January 20, 2015

The Most Expensive Sears Homes

One misconception about Sears houses is that they are little shacks. Sears did sell some of those teeny tiny models (most have not survived today), but they also sold very expensive kit houses and custom designed homes.

Today I'd like to feature the five most expensive Sears kit houses. I tried to account for inflation in these rankings, because Sears sold houses for many years (1908-1942). Additionally, these are single family homes; many of the two-flats or multi-family homes from Sears cost substantially more.


One other complication is that some of the houses came with lumber pre-cut to the correct sizes; others came with uncut lumber (which was less expensive and artificially kept the price down since labor costs would be higher). It's hard to compare pricing when you're not comparing apples to apples.

1. The Carlton






The Sears Carlton was offered one year only--1918. The house was designed by architect John Van Bergen. A Carlton has never been identified "in the wild", so perhaps it was just too expensive for 1918 home buyers.

2. The Magnolia





The Magnolia was offered from 1918 -1923. Its price fluctuated over the years (in 1920 the cost of materials went sky high and house prices went up as well). When the Magnolia and the Carlton were both offered in 1918, the Carlton cost more; therefore, it's at the number 1 spot. Both houses are really nice, no matter how you slice it.

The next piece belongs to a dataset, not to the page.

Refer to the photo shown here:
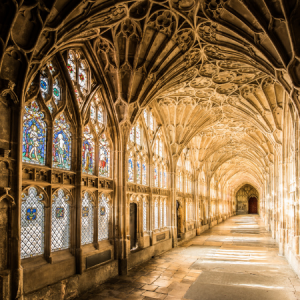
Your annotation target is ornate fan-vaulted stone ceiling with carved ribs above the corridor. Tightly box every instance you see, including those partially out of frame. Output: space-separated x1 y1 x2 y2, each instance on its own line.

I believe nine Magnolias have been located to date. The closest one to Chicago is in South Bend, Indiana.


A Sears Magnolia in Syracuse, NY. Photo courtesy of Proulxhome.

3. The Lexington



The Lexington was offered from 1920 -1933. The plan changed dramatically over time. The early changes were minor, for instance, the 8'4" ceilings were dropped to 8'2". Then into the 1930's the house stayed in the Colonial Revival style, but the inside floor plan was completely different.

The 1920 Lexington had the most expensive features--that model really belongs at #3 in our countdown. The 1933 model--not so much.


Considering how many years this model was sold, I have seen only four Lexingtons in the Chicago area to date--Glen Ellyn, Evanston, Downers Grove, and Highland Park

An authenticated Sears Lexington at 1723 Edgewood Blvd in Berkley, MI. The owners got a mortgage from Sears Roebuck in 1921. Photo courtesy of Jeff Rysenga.




4. The Glen Falls



The Glen Falls was offered from 1926 -1930. Many people are not fans of the Glen Falls--the pillars are too large, the front entrance is too severe and seems out of place from the rest of the design. It's a big house at 46' wide.

I haven't seen a Glen Falls in the Chicago area.

29856 Dawson, Garden City, MI. Photo courtesy of  Andrew Mutch.



5. The Preston


The Preston was offered from 1918 -1924. The Preston is an uncommon model and only a handful have been identified nationwide.


900 Fair Oaks, Oak Park.









4 comments:

Juliet Carol said...

Interesting post! Thanks!

SearsHouseSeeker said...

Wow! I've never even heard of the Carlton! Interesting post :)

haakon gamkinn said...

The Lexington and the Preston both made it onto the list.. but not the Pennsgrove? Is it because Pennsgrove has no price given?

Thanks for a really well written post!

Lara Solonickne said...

The bigger Sears houses in the early 1930's were usually between $3,100-$3,500 (the Pennsgrove was offered 1931 and early 1932).

http://www.searsarchives.com/homes/images/1927-1932/1931_3348.jpg

The Preston topped out at $4,705 in 1920. For comparison, that same year, the Lexington was $5,227.

The Glen View was one of the most expensive houses offered during the 1930's, and even that was only around $3,800. http://www.sears-homes.com/2013/03/a-rare-sears-glen-view-model-in-glenview.html

The prices for all the Sears houses shot up around 1920. The inflation rate after WWI was about 20%. Like I said in the introduction, this isn't an exact science. I used some CPI calculators and did my best to equate prices over the years.

Additionally, lumber prices were up 200%-250% between 1914 and 1920. The cost of raw materials was skyrocketing. 1920 was not a great year to building a house!